Могло быть и так, но Ежова сдали англичане. Немец только подтвердил, а Кривицкий заплатил за правду жизнью.
"Кривицкого наградить орденом... Орденом Ленина".
— И такую возможность нельзя отбрасывать полностью, — не стал спорить Штейнбрюк, — но пока большая часть переданной нам информации получила прямое или косвенное подтверждение. К сожалению, то, что произошло в Париже тринадцатого февраля, мы не смогли предотвратить. — Быстрый взгляд на Урицкого. — Подчинённые товарища Ягоды тоже оказались не на высоте.
"Твои собственные друзья, между прочим, товарищ Штейнбрюк... Твои друзья..."
— То есть вы, товарищ корпусной комиссар, считаете, что вина за произошедшее лежит на сотрудниках наркомата внутренних дел?
"Пусть ответит! Если такой смелый, пусть и отвечает за свои слова!"
— Никак нет. — Штейнбрюк на "провокацию" не поддался. Он вел свою линию. — По моему мнению, предотвратить покушение в сложившейся ситуации было невозможно. Сейчас, наши сотрудники, подключенные к мероприятиям по выяснению полной картины случившегося, завершают порученную им работу, и, я думаю, через несколько дней мы представим на рассмотрение соответствующий доклад. Но уже сейчас можно сказать, что операция была спланирована грамотно, проведена дерзко и с использованием совершенно новой тактики и техники. Боюсь, там, в Париже, у наших людей просто не было шанса...
— А справка по Ежову готова? — Сменил тему Сталин, читавший материалы предварительного расследования, проведенного Слуцким.
"Просрали подготовку, — вот и весь секрет".
— Так точно. Вот. — Штейнбрюк протянул Сталину несколько скрепленных между собой листков, до этого момента находившихся в его папке.
Сталин посмотрел на Ворошилова.
— Ты это видел?
Ворошилов кивнул. Это ведь его ведомство, так что без визы наркома Обороны справка Разведывательного Управления для Политбюро выйти никак не могла.
Сталин просмотрел текст, вернулся к началу, прочитал внимательно, временами, останавливаясь на отдельных фразах — "Мать литовка или полька... Почему скрывал?" — и, наконец, карандашом написал резолюцию:
"Т.т. Орджоникидзе, Молотову, Кагановичу. Прошу ознакомиться". Передал бумаги Молотову и обернулся к военным.

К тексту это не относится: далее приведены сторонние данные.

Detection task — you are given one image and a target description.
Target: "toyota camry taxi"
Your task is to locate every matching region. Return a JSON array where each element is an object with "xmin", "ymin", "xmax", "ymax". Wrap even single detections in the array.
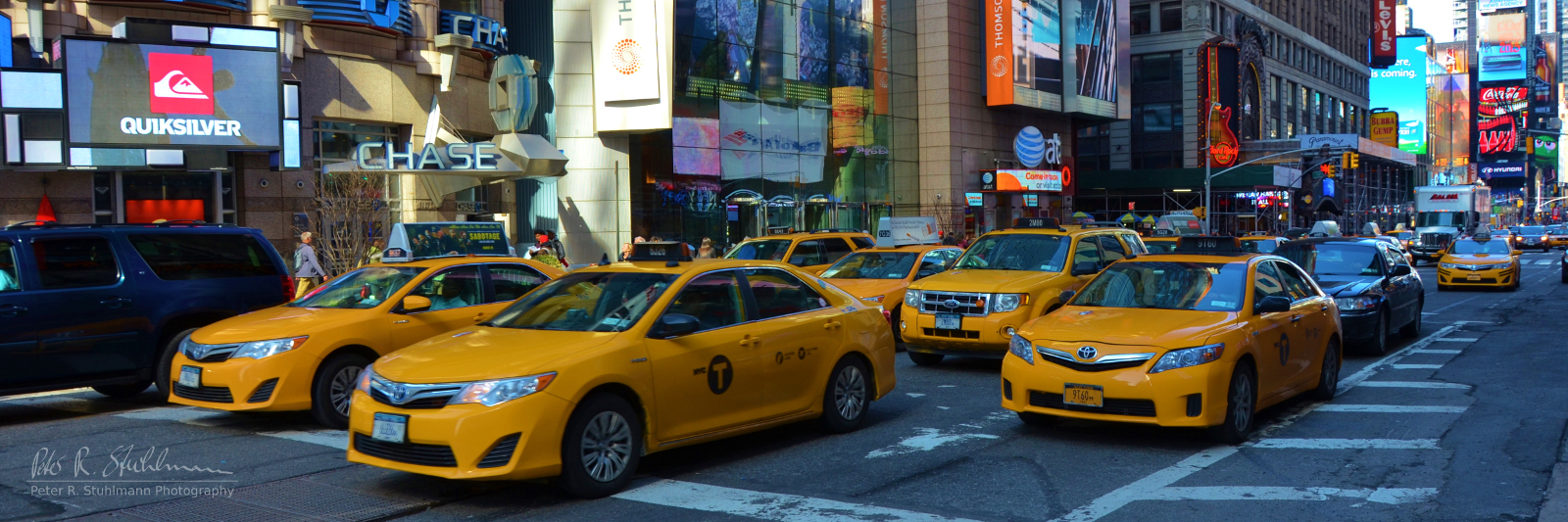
[
  {"xmin": 348, "ymin": 241, "xmax": 894, "ymax": 497},
  {"xmin": 821, "ymin": 216, "xmax": 964, "ymax": 330},
  {"xmin": 170, "ymin": 222, "xmax": 563, "ymax": 428},
  {"xmin": 1438, "ymin": 233, "xmax": 1524, "ymax": 292},
  {"xmin": 896, "ymin": 217, "xmax": 1145, "ymax": 365},
  {"xmin": 1002, "ymin": 237, "xmax": 1343, "ymax": 444}
]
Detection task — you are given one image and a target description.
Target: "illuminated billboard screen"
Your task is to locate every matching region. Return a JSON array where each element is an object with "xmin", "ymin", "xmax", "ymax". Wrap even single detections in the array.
[
  {"xmin": 1477, "ymin": 13, "xmax": 1527, "ymax": 81},
  {"xmin": 1369, "ymin": 36, "xmax": 1427, "ymax": 154}
]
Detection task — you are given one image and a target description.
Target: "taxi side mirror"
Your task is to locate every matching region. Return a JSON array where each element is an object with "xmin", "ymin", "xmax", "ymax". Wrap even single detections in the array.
[
  {"xmin": 1256, "ymin": 295, "xmax": 1291, "ymax": 313},
  {"xmin": 648, "ymin": 313, "xmax": 701, "ymax": 339},
  {"xmin": 403, "ymin": 295, "xmax": 429, "ymax": 313}
]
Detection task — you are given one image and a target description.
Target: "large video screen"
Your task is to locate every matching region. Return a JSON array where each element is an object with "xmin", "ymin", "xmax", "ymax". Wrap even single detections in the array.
[{"xmin": 63, "ymin": 39, "xmax": 280, "ymax": 149}]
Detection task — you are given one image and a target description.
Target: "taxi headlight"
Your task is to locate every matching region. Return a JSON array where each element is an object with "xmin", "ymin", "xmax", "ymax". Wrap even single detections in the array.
[
  {"xmin": 1006, "ymin": 334, "xmax": 1035, "ymax": 363},
  {"xmin": 229, "ymin": 336, "xmax": 311, "ymax": 359},
  {"xmin": 447, "ymin": 371, "xmax": 555, "ymax": 406},
  {"xmin": 1150, "ymin": 344, "xmax": 1225, "ymax": 373},
  {"xmin": 991, "ymin": 293, "xmax": 1029, "ymax": 312},
  {"xmin": 1335, "ymin": 295, "xmax": 1378, "ymax": 310}
]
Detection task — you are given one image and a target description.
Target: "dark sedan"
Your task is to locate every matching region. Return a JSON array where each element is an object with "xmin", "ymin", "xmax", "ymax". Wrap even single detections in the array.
[{"xmin": 1275, "ymin": 238, "xmax": 1425, "ymax": 355}]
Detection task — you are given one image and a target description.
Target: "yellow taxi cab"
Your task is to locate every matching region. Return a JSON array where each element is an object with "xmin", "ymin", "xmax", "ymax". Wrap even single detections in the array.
[
  {"xmin": 1002, "ymin": 237, "xmax": 1343, "ymax": 444},
  {"xmin": 1438, "ymin": 235, "xmax": 1524, "ymax": 292},
  {"xmin": 897, "ymin": 217, "xmax": 1147, "ymax": 365},
  {"xmin": 724, "ymin": 229, "xmax": 876, "ymax": 274},
  {"xmin": 348, "ymin": 241, "xmax": 894, "ymax": 498},
  {"xmin": 170, "ymin": 222, "xmax": 564, "ymax": 428}
]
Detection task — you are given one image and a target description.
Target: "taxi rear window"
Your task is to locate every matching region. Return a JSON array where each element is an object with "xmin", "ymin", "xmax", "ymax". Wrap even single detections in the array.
[{"xmin": 1071, "ymin": 261, "xmax": 1247, "ymax": 312}]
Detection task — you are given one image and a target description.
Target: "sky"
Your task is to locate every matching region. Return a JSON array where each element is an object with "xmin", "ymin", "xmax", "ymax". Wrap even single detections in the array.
[{"xmin": 1409, "ymin": 0, "xmax": 1453, "ymax": 44}]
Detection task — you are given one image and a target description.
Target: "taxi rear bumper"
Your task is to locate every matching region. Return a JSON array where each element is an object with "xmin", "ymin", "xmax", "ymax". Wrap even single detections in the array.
[
  {"xmin": 348, "ymin": 391, "xmax": 572, "ymax": 480},
  {"xmin": 1002, "ymin": 355, "xmax": 1231, "ymax": 428}
]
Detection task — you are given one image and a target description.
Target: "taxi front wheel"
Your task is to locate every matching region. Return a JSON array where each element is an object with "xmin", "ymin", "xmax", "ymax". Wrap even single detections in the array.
[
  {"xmin": 560, "ymin": 394, "xmax": 643, "ymax": 498},
  {"xmin": 821, "ymin": 353, "xmax": 871, "ymax": 433}
]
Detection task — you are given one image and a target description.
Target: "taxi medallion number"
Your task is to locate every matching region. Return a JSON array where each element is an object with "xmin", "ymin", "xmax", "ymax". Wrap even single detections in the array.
[
  {"xmin": 370, "ymin": 414, "xmax": 408, "ymax": 444},
  {"xmin": 1061, "ymin": 383, "xmax": 1105, "ymax": 407},
  {"xmin": 180, "ymin": 367, "xmax": 201, "ymax": 387}
]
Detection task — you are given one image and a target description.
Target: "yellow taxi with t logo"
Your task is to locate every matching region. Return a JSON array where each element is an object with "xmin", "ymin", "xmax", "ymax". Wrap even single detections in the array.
[
  {"xmin": 170, "ymin": 222, "xmax": 563, "ymax": 428},
  {"xmin": 1002, "ymin": 237, "xmax": 1343, "ymax": 444},
  {"xmin": 1438, "ymin": 233, "xmax": 1524, "ymax": 292},
  {"xmin": 348, "ymin": 241, "xmax": 894, "ymax": 497},
  {"xmin": 896, "ymin": 217, "xmax": 1145, "ymax": 365}
]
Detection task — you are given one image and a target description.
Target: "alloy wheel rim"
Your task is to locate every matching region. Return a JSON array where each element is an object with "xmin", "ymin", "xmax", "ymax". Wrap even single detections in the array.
[
  {"xmin": 833, "ymin": 367, "xmax": 865, "ymax": 420},
  {"xmin": 327, "ymin": 361, "xmax": 366, "ymax": 417},
  {"xmin": 580, "ymin": 410, "xmax": 632, "ymax": 483}
]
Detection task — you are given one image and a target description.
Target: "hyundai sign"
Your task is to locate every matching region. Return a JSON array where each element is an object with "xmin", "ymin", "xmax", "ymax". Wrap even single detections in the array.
[{"xmin": 63, "ymin": 37, "xmax": 282, "ymax": 149}]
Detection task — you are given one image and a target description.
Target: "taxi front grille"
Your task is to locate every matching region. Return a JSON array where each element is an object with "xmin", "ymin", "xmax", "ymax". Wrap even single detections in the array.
[
  {"xmin": 355, "ymin": 433, "xmax": 458, "ymax": 467},
  {"xmin": 920, "ymin": 290, "xmax": 991, "ymax": 316},
  {"xmin": 922, "ymin": 328, "xmax": 980, "ymax": 339},
  {"xmin": 174, "ymin": 383, "xmax": 233, "ymax": 404},
  {"xmin": 1029, "ymin": 391, "xmax": 1154, "ymax": 417}
]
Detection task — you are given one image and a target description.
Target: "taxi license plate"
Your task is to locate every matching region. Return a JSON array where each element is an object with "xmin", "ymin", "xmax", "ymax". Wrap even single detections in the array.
[
  {"xmin": 1061, "ymin": 383, "xmax": 1105, "ymax": 407},
  {"xmin": 370, "ymin": 414, "xmax": 408, "ymax": 444},
  {"xmin": 936, "ymin": 313, "xmax": 964, "ymax": 329},
  {"xmin": 180, "ymin": 367, "xmax": 201, "ymax": 387}
]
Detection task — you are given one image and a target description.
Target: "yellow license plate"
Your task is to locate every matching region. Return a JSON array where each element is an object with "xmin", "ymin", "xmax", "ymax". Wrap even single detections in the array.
[{"xmin": 1061, "ymin": 383, "xmax": 1105, "ymax": 407}]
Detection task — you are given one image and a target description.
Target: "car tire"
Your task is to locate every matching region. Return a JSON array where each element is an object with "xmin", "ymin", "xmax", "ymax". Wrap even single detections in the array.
[
  {"xmin": 560, "ymin": 394, "xmax": 643, "ymax": 498},
  {"xmin": 92, "ymin": 381, "xmax": 152, "ymax": 399},
  {"xmin": 1017, "ymin": 410, "xmax": 1061, "ymax": 428},
  {"xmin": 821, "ymin": 356, "xmax": 876, "ymax": 433},
  {"xmin": 311, "ymin": 353, "xmax": 370, "ymax": 430},
  {"xmin": 1307, "ymin": 339, "xmax": 1344, "ymax": 402},
  {"xmin": 905, "ymin": 348, "xmax": 946, "ymax": 367},
  {"xmin": 1398, "ymin": 300, "xmax": 1427, "ymax": 339},
  {"xmin": 1209, "ymin": 362, "xmax": 1257, "ymax": 446}
]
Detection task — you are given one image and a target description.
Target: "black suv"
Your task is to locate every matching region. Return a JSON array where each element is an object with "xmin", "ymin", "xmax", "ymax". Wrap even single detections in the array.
[{"xmin": 0, "ymin": 222, "xmax": 293, "ymax": 397}]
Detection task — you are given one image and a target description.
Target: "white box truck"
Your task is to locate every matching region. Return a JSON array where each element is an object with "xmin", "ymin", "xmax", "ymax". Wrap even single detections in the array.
[{"xmin": 1409, "ymin": 185, "xmax": 1492, "ymax": 261}]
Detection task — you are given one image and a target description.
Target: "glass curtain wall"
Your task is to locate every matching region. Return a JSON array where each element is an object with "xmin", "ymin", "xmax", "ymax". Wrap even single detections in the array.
[{"xmin": 632, "ymin": 0, "xmax": 917, "ymax": 246}]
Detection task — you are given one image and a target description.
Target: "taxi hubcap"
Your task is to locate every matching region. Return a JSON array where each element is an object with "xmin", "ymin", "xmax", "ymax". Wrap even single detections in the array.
[
  {"xmin": 833, "ymin": 367, "xmax": 865, "ymax": 420},
  {"xmin": 582, "ymin": 410, "xmax": 632, "ymax": 483},
  {"xmin": 327, "ymin": 367, "xmax": 366, "ymax": 417}
]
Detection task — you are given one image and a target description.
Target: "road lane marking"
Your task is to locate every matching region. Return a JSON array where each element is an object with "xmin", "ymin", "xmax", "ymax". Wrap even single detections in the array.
[
  {"xmin": 1317, "ymin": 404, "xmax": 1469, "ymax": 414},
  {"xmin": 614, "ymin": 480, "xmax": 969, "ymax": 522},
  {"xmin": 1148, "ymin": 486, "xmax": 1438, "ymax": 503},
  {"xmin": 1252, "ymin": 439, "xmax": 1440, "ymax": 450},
  {"xmin": 1356, "ymin": 381, "xmax": 1469, "ymax": 385}
]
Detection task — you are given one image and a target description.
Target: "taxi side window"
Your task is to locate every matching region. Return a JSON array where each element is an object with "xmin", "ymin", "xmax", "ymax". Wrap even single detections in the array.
[
  {"xmin": 664, "ymin": 271, "xmax": 747, "ymax": 331},
  {"xmin": 745, "ymin": 268, "xmax": 828, "ymax": 318},
  {"xmin": 408, "ymin": 265, "xmax": 484, "ymax": 312},
  {"xmin": 789, "ymin": 240, "xmax": 826, "ymax": 266},
  {"xmin": 489, "ymin": 263, "xmax": 551, "ymax": 303}
]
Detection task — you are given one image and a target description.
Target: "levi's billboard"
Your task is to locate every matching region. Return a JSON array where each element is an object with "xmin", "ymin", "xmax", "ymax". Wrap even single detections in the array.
[{"xmin": 63, "ymin": 37, "xmax": 282, "ymax": 149}]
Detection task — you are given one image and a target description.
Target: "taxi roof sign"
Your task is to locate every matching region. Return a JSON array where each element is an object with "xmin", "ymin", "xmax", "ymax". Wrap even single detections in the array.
[
  {"xmin": 876, "ymin": 216, "xmax": 943, "ymax": 248},
  {"xmin": 381, "ymin": 221, "xmax": 512, "ymax": 263}
]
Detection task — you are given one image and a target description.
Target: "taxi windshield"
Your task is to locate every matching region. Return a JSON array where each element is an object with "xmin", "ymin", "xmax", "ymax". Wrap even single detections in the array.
[
  {"xmin": 724, "ymin": 240, "xmax": 789, "ymax": 261},
  {"xmin": 821, "ymin": 253, "xmax": 920, "ymax": 279},
  {"xmin": 954, "ymin": 233, "xmax": 1068, "ymax": 271},
  {"xmin": 287, "ymin": 266, "xmax": 425, "ymax": 308},
  {"xmin": 1453, "ymin": 240, "xmax": 1513, "ymax": 256},
  {"xmin": 1071, "ymin": 261, "xmax": 1247, "ymax": 312},
  {"xmin": 484, "ymin": 271, "xmax": 676, "ymax": 332},
  {"xmin": 1280, "ymin": 243, "xmax": 1383, "ymax": 276}
]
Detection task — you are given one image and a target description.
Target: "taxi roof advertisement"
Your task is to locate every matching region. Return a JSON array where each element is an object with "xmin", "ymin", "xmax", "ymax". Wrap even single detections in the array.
[{"xmin": 63, "ymin": 39, "xmax": 282, "ymax": 149}]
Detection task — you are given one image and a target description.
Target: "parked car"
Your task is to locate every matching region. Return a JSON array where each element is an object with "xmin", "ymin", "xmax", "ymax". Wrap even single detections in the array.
[{"xmin": 0, "ymin": 222, "xmax": 293, "ymax": 399}]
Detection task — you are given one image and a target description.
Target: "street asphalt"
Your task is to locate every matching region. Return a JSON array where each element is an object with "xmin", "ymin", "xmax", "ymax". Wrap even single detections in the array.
[{"xmin": 0, "ymin": 253, "xmax": 1568, "ymax": 522}]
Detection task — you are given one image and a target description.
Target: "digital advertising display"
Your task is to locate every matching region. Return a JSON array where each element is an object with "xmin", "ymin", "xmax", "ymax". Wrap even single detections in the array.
[
  {"xmin": 61, "ymin": 39, "xmax": 282, "ymax": 149},
  {"xmin": 1367, "ymin": 36, "xmax": 1427, "ymax": 154},
  {"xmin": 1477, "ymin": 13, "xmax": 1529, "ymax": 81}
]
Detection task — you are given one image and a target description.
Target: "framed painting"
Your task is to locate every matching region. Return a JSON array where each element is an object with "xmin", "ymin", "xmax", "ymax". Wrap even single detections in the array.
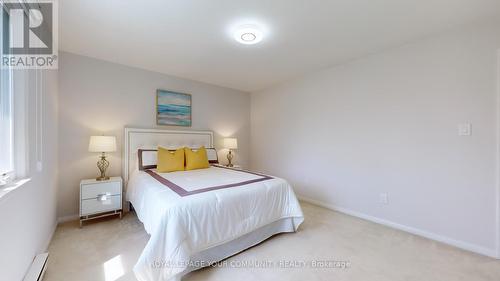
[{"xmin": 156, "ymin": 90, "xmax": 191, "ymax": 127}]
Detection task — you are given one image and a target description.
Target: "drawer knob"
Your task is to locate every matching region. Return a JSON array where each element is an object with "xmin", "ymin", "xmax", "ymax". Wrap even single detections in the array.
[{"xmin": 97, "ymin": 193, "xmax": 111, "ymax": 202}]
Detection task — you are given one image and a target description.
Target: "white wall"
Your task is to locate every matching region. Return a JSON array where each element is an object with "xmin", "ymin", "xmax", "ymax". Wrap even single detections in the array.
[
  {"xmin": 0, "ymin": 68, "xmax": 58, "ymax": 281},
  {"xmin": 58, "ymin": 52, "xmax": 250, "ymax": 217},
  {"xmin": 251, "ymin": 19, "xmax": 500, "ymax": 256}
]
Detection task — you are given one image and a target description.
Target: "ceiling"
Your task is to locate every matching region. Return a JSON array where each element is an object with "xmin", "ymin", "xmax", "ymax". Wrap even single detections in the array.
[{"xmin": 59, "ymin": 0, "xmax": 500, "ymax": 92}]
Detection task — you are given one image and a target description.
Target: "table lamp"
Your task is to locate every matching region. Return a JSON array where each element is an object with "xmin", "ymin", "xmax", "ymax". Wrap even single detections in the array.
[
  {"xmin": 89, "ymin": 136, "xmax": 116, "ymax": 181},
  {"xmin": 224, "ymin": 138, "xmax": 238, "ymax": 167}
]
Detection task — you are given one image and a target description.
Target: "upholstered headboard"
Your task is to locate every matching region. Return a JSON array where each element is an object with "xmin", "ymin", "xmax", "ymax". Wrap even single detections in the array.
[{"xmin": 122, "ymin": 128, "xmax": 214, "ymax": 184}]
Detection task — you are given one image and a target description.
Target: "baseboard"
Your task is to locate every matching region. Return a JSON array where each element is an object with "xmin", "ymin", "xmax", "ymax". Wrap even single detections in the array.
[
  {"xmin": 298, "ymin": 195, "xmax": 500, "ymax": 259},
  {"xmin": 57, "ymin": 214, "xmax": 80, "ymax": 224}
]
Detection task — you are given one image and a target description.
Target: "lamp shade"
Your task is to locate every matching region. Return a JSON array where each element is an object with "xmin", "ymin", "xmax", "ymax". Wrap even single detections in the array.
[
  {"xmin": 224, "ymin": 138, "xmax": 238, "ymax": 149},
  {"xmin": 89, "ymin": 136, "xmax": 116, "ymax": 152}
]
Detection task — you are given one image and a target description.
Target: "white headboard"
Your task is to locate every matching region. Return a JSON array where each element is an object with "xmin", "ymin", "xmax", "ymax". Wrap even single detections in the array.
[{"xmin": 122, "ymin": 128, "xmax": 214, "ymax": 185}]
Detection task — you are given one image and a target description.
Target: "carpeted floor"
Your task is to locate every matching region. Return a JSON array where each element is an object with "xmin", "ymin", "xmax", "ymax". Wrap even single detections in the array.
[{"xmin": 44, "ymin": 203, "xmax": 500, "ymax": 281}]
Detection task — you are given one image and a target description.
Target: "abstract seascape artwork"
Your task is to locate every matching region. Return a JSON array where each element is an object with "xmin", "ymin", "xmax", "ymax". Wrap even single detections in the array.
[{"xmin": 156, "ymin": 90, "xmax": 191, "ymax": 127}]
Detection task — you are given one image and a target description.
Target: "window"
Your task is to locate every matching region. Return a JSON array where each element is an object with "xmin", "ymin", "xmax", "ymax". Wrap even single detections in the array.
[{"xmin": 0, "ymin": 9, "xmax": 14, "ymax": 185}]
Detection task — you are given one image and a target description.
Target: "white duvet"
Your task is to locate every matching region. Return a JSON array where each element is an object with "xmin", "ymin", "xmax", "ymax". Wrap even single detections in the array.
[{"xmin": 127, "ymin": 167, "xmax": 304, "ymax": 281}]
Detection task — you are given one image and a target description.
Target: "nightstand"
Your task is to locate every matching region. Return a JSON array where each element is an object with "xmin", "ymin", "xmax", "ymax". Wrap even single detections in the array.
[{"xmin": 80, "ymin": 177, "xmax": 122, "ymax": 227}]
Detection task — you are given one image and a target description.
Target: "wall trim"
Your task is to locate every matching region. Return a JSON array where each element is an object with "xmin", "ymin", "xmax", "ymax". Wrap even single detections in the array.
[
  {"xmin": 297, "ymin": 194, "xmax": 499, "ymax": 259},
  {"xmin": 57, "ymin": 214, "xmax": 80, "ymax": 224},
  {"xmin": 495, "ymin": 49, "xmax": 500, "ymax": 259}
]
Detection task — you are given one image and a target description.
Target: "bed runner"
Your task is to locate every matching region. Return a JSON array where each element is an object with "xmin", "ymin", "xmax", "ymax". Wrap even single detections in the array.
[{"xmin": 145, "ymin": 165, "xmax": 273, "ymax": 197}]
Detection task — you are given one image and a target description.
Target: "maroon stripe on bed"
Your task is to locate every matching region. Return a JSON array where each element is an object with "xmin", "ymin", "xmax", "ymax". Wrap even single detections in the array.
[{"xmin": 144, "ymin": 166, "xmax": 273, "ymax": 197}]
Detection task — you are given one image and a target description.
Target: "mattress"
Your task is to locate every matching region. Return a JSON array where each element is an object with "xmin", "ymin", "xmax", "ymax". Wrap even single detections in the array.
[{"xmin": 126, "ymin": 166, "xmax": 304, "ymax": 281}]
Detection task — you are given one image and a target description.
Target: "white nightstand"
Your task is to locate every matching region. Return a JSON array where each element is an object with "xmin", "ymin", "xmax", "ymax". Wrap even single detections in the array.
[{"xmin": 80, "ymin": 177, "xmax": 122, "ymax": 227}]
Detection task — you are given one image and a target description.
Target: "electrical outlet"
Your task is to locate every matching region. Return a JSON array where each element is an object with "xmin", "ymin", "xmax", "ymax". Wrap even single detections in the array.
[
  {"xmin": 458, "ymin": 123, "xmax": 472, "ymax": 136},
  {"xmin": 378, "ymin": 193, "xmax": 389, "ymax": 205}
]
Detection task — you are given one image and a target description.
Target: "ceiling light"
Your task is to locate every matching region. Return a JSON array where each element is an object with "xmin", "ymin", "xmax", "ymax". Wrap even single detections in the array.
[{"xmin": 234, "ymin": 26, "xmax": 262, "ymax": 45}]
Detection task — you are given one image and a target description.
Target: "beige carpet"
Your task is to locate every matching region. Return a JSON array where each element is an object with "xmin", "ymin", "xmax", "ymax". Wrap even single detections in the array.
[{"xmin": 44, "ymin": 203, "xmax": 500, "ymax": 281}]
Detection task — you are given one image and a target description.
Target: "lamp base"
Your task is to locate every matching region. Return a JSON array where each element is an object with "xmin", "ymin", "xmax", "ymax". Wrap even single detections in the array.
[
  {"xmin": 226, "ymin": 149, "xmax": 233, "ymax": 167},
  {"xmin": 96, "ymin": 152, "xmax": 109, "ymax": 181}
]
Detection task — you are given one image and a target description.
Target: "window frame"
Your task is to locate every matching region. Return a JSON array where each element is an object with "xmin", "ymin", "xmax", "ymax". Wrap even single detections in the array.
[{"xmin": 0, "ymin": 7, "xmax": 16, "ymax": 186}]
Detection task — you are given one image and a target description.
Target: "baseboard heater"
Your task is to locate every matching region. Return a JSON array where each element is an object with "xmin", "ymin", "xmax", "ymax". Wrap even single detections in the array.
[{"xmin": 23, "ymin": 253, "xmax": 49, "ymax": 281}]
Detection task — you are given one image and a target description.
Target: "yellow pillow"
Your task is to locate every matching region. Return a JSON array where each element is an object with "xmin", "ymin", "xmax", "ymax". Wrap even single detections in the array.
[
  {"xmin": 184, "ymin": 146, "xmax": 210, "ymax": 171},
  {"xmin": 156, "ymin": 147, "xmax": 184, "ymax": 173}
]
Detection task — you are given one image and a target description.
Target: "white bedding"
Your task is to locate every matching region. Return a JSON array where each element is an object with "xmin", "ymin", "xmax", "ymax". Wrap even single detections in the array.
[{"xmin": 127, "ymin": 167, "xmax": 304, "ymax": 281}]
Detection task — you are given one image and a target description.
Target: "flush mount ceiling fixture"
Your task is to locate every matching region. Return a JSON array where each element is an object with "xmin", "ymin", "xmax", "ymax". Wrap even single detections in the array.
[{"xmin": 234, "ymin": 25, "xmax": 263, "ymax": 45}]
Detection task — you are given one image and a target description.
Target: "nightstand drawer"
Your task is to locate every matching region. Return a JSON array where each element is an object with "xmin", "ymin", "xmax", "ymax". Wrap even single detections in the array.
[
  {"xmin": 81, "ymin": 181, "xmax": 122, "ymax": 200},
  {"xmin": 80, "ymin": 195, "xmax": 122, "ymax": 216}
]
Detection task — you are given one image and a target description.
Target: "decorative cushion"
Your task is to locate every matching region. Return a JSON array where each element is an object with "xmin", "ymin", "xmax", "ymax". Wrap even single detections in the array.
[
  {"xmin": 156, "ymin": 147, "xmax": 185, "ymax": 173},
  {"xmin": 184, "ymin": 146, "xmax": 210, "ymax": 171}
]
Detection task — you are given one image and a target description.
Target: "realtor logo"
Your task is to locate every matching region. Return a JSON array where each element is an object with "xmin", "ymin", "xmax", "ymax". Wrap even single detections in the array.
[{"xmin": 1, "ymin": 0, "xmax": 57, "ymax": 69}]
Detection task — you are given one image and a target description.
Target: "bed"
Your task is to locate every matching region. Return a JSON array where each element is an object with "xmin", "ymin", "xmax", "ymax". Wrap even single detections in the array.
[{"xmin": 123, "ymin": 128, "xmax": 304, "ymax": 281}]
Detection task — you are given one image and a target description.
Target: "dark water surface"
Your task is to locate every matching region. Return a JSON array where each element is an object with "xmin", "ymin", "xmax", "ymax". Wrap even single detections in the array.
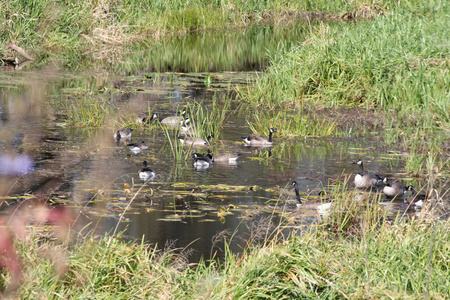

— Спасибо товарищ Штейнбрюк. Спасибо товарищи. Ждем от вас подробного доклада. Вы свободны.
— И ещё, — интонация голоса Сталина чуть не заставила вздрогнуть от неожиданности уже собравшегося повернуться корпусного комиссара, — мы считаем, что товарищу Гамарнику не следует сообщать всех подробностей нашей сегодняшней встречи. Идите.
Когда Урицкий и его люди вышли, Сталин снова обратился к Ворошилову.
— Ну что, Клим, радуешься? — Спросил он, закуривая.
— Чему радоваться, Коба? — Ворошилов был расстроен, и настроение это было искренним. Уж кого-кого, а Клима Сталин знал давно и хорошо.
— Чему? — Усмехнулся он. — А тому, что такую занозу из задницы у себя вытащил. Да ещё чужими руками. Тебе этим фашистам свечку нужно ставить. За здравие. Если бы знал, кто "скрипача" на тот свет отправил, небось, Красным Знаменем бы наградил?
— Угу, наградил. — Мрачно отмахнулся Ворошилов, пребывавший в настолько расстроенных чувствах, что даже подначки не заметил. — Посмертно. Колом осиновым... я, может, и дал бы орден, если бы это было наше решение, но поехать мог и я!
Что ж, и так могло повернуться. Думали, советовались. Могли и Клима отправить. Но, в конце концов, поехал Тухачевский, решили, что двух наркомов на похороны – пусть и королевские – посылать неправильно.
— Да, фашистские террористы убили не Тухачевского, убили советского маршала. — Слова вождя прозвучали весомо. В наступившей тишине Сталин встал из-за своего стола и, пройдя в явной задумчивости несколько шагов, подвинув к себе ближайший стул, сел рядом с Ворошиловым.
— Как думаешь, Клим, кого тебе заместителем назначим? Якира или Уборевича?
— Шило на мыло менять? Они от "скрипача" недалеко ушли. Вспомни, как в тридцать втором Уборевич предлагал немцам Польшу делить? Стратег банкетный. Еле тогда скандал замяли. Лучше уж Ваську Блюхера с Дальнего Востока вернуть, а то пишут, разлагается он там, чуть не царьком себя считает.